While not as compelling as Made to Stick or Blink, Moonwalking with Einstein is a fascinating book. The structure of the book intersperses Foer’s training with a general background and history of human memory. There are chapters on Kim Peek (the person whom Rainman is based) and Daniel Tammet, which examine savants, and chapters on people who have lost their short-term memories. Moreover, the book tracks the history of memory and how our ancestors used a technique called the Memory Palace or Method of Loci to visualize information inside of architectural structures.
What drives this book is the idea that anyone can learn these techniques and improve their memory. Will the reader be able to compete in the USA Memory Championship? Perhaps with daily training, yes. Will the reader come away with a better understanding on how to optimize their memory? Quite possibly.

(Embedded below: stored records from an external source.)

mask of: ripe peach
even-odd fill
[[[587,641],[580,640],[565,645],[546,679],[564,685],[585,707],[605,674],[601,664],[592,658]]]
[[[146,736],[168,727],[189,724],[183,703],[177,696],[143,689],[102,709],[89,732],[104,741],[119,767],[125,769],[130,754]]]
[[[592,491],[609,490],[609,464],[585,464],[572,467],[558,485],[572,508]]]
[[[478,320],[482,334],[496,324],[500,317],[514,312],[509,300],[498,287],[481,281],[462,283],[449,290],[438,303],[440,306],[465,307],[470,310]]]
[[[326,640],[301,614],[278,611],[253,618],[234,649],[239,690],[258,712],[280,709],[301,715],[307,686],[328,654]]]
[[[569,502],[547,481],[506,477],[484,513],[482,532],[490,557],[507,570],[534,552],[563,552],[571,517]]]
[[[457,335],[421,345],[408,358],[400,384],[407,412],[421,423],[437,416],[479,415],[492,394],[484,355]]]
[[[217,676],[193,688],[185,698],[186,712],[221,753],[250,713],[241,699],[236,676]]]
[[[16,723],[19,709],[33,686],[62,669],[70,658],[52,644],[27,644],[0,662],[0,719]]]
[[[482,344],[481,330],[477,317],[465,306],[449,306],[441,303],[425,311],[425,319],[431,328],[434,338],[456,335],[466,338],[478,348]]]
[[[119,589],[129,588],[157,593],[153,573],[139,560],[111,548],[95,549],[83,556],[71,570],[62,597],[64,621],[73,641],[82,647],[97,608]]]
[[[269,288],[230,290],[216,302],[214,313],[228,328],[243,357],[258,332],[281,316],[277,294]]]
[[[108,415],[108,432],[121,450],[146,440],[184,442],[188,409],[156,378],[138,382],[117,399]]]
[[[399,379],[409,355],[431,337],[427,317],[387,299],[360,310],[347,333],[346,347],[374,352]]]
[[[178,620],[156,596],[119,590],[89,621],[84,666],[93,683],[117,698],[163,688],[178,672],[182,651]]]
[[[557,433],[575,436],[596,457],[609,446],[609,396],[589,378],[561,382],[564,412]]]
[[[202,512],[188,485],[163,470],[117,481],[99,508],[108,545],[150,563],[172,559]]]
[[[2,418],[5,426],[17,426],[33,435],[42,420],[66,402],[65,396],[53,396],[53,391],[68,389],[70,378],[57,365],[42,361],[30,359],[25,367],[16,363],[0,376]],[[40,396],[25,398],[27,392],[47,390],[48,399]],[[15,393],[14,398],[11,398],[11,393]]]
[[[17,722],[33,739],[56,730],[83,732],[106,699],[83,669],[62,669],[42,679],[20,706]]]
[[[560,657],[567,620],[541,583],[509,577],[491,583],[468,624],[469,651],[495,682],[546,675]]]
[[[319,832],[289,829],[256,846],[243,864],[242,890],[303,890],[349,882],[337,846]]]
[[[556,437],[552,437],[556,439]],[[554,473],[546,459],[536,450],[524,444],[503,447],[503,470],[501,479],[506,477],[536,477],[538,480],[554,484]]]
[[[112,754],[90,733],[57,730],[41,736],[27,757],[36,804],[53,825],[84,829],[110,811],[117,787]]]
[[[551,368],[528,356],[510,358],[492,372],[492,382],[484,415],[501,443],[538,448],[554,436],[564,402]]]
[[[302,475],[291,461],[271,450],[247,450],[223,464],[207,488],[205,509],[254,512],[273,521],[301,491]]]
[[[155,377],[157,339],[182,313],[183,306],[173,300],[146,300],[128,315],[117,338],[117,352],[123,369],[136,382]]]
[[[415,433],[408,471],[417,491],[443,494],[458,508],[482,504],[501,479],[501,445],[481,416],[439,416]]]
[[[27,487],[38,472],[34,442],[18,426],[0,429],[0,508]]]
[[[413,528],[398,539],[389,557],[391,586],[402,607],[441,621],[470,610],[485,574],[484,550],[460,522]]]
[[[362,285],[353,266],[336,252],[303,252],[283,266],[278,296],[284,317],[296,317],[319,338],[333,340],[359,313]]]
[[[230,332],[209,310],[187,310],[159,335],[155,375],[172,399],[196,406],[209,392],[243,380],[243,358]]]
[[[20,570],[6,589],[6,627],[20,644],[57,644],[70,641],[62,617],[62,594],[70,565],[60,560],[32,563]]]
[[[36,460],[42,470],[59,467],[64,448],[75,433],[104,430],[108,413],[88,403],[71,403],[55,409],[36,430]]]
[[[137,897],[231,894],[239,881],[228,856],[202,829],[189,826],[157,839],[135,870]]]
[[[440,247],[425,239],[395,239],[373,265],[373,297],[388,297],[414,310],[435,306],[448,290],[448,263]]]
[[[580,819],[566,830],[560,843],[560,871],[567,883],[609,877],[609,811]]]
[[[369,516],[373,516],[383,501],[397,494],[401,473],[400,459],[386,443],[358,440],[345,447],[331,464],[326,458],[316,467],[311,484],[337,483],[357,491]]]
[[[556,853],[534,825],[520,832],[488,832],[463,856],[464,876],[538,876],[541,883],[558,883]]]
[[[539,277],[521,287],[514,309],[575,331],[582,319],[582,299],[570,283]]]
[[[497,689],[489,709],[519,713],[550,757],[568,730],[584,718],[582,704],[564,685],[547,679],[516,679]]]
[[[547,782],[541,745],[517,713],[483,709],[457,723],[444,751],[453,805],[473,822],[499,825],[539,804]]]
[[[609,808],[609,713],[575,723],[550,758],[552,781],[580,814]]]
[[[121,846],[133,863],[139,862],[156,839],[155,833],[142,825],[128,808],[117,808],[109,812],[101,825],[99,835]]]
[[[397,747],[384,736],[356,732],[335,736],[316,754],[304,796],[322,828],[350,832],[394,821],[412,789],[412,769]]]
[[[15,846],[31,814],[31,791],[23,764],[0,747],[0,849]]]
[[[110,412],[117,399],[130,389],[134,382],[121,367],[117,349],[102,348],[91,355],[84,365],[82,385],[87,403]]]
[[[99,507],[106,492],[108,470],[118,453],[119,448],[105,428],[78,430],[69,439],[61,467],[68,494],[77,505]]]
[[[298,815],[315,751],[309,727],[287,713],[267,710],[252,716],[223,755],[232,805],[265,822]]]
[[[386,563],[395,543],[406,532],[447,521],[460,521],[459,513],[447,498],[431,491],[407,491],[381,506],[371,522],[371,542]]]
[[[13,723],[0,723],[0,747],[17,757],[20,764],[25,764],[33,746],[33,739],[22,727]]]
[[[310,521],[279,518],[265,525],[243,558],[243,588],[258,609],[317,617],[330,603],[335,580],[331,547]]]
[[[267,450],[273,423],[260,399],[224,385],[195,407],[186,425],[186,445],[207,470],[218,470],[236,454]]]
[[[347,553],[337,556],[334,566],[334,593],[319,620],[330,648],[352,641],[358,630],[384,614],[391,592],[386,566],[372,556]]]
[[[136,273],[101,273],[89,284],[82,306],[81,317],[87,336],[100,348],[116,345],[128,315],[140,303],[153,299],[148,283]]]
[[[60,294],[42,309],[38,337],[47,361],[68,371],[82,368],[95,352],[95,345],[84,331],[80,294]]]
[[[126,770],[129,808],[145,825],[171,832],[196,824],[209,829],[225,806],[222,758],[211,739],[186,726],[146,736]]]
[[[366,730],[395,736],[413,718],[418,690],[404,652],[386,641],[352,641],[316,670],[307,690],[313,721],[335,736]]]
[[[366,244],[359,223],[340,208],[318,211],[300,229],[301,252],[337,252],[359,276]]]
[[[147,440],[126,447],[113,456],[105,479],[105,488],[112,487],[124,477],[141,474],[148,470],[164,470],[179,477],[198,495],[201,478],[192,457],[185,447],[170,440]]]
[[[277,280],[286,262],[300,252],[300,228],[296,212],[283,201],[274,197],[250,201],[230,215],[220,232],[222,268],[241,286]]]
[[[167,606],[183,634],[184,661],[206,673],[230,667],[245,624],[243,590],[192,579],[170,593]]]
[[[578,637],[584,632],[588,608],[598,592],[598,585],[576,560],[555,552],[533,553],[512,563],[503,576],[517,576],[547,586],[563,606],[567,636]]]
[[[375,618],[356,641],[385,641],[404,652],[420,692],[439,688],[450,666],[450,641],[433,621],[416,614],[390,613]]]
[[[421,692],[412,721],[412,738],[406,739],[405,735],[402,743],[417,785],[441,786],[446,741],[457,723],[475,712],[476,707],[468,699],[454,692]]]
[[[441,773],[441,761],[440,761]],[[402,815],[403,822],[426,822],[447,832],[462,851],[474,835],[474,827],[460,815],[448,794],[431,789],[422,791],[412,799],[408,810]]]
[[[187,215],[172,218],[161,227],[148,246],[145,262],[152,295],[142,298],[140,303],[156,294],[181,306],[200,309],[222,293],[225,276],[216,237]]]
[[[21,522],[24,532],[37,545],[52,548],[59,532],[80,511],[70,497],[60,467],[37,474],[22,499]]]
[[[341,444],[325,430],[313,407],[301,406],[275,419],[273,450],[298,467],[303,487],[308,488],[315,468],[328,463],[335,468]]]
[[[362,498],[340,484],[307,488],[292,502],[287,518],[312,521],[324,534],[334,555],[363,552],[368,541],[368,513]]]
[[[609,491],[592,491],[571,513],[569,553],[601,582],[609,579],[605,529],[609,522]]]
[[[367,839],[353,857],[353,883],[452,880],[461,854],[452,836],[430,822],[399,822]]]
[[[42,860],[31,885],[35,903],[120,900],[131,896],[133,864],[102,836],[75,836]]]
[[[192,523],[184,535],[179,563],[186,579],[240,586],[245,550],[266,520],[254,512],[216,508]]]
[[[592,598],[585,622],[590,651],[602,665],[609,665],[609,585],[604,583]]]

It would have been easy for Foer to dominate the book, due to his obsession. In a sense, he becomes the story as he trains and competes for the USA Memory Championship, but the larger picture, human memory, provides a backdrop which scales down Foer’s training. Overall, it creates a book which showcases how one person was able to train their memory in an extraordinary way while providing context for those techniques. Moonwalking with Einstein is a wonderful book that is deeply reflective of the human mind.